Kentucky v. King, 563 U.S. 452 (2011), was a decision by the US Supreme Court, which held that warrantless searches conducted in police-created exigent circumstances do not violate the Fourth Amendment as long as the police did not create the exigency by violating or threatening to violate the Fourth Amendment.
In United States Constitutional Law, a minimally intrusive/invasive warrantless search is a type of search that does not breach the boundaries of the property and is performed without any prerequisite search warrant. These searches are contested regularly in courts, and have been ruled for and against under different circumstances. The primary debate concerns the method in which the search is conducted, and also the area being searched. Issues concerning warrantless search and subsequent seizure are always of local concern, because they are a community law enforcement issue as well as a national law issue.
Florida v. Jardines, 569 U.S. 1 (2013), was a United States Supreme Court case which resulted in the decision that police use of a trained detection dog to sniff for narcotics on the front porch of a private home is a "search" within the meaning of the Fourth Amendment to the United States Constitution, and therefore, without consent, requires both probable cause and a search warrant.

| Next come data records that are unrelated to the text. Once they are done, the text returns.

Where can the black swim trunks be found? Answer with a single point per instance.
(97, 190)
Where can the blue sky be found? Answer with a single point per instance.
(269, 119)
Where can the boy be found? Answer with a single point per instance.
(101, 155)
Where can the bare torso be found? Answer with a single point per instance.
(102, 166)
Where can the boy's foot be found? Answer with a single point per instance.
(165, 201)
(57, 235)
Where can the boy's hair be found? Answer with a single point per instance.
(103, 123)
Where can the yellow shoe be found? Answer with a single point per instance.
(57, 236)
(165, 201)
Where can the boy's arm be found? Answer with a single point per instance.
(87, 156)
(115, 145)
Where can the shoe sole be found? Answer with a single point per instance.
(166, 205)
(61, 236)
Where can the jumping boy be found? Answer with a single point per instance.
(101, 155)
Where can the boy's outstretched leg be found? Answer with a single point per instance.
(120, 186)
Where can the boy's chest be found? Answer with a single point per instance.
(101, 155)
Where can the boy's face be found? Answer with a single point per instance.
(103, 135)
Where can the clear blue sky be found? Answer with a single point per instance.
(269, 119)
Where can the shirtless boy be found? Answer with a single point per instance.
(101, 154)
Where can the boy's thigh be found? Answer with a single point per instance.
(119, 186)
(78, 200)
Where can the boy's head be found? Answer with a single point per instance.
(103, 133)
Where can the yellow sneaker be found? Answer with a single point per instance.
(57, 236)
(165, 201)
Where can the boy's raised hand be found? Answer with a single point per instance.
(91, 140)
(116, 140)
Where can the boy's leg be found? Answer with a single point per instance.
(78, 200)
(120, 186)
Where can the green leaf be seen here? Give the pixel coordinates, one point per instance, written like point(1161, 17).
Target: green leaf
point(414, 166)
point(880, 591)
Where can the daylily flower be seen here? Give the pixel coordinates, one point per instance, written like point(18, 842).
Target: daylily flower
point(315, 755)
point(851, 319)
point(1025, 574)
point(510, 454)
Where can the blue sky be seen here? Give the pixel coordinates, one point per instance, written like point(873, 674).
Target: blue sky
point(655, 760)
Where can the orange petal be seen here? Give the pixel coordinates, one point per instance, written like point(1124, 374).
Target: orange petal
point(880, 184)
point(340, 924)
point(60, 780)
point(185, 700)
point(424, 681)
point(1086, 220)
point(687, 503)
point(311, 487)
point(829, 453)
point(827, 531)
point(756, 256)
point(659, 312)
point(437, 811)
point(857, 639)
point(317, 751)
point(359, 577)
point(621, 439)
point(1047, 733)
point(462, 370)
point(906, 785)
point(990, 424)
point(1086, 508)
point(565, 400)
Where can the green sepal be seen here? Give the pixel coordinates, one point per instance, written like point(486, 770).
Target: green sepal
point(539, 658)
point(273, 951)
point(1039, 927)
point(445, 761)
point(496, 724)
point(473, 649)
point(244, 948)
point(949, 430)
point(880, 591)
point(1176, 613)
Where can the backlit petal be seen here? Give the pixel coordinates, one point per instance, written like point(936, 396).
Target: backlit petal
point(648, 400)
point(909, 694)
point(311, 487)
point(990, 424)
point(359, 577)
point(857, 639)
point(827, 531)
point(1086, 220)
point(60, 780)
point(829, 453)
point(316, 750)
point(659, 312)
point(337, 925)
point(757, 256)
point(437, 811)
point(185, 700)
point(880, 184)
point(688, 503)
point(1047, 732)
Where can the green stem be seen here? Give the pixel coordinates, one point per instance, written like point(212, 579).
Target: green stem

United States v. Watson, 423 U.S. 411 (1976), was a case decided by the Supreme Court of the United States that decided that a warrantless arrest in public and consenting to a vehicle search did not violate the Fourth Amendment.
Johnson v. United States, 333 U.S. 10 (1948), was a significant United States Supreme Court decision addressing search warrants and the Fourth Amendment. In this case, where federal agents had probable cause to search a hotel room but did not obtain a warrant, the Court declared the search was "unreasonable."
Lange v. California, 594 U.S. ___ (2021), was a United States Supreme Court case involving the exigent circumstances requirement related to the Fourth Amendment to the United States Constitution. The Court ruled unanimously that the warrantless entry into a home by police in pursuit of a misdemeanant is not unequivocally justified.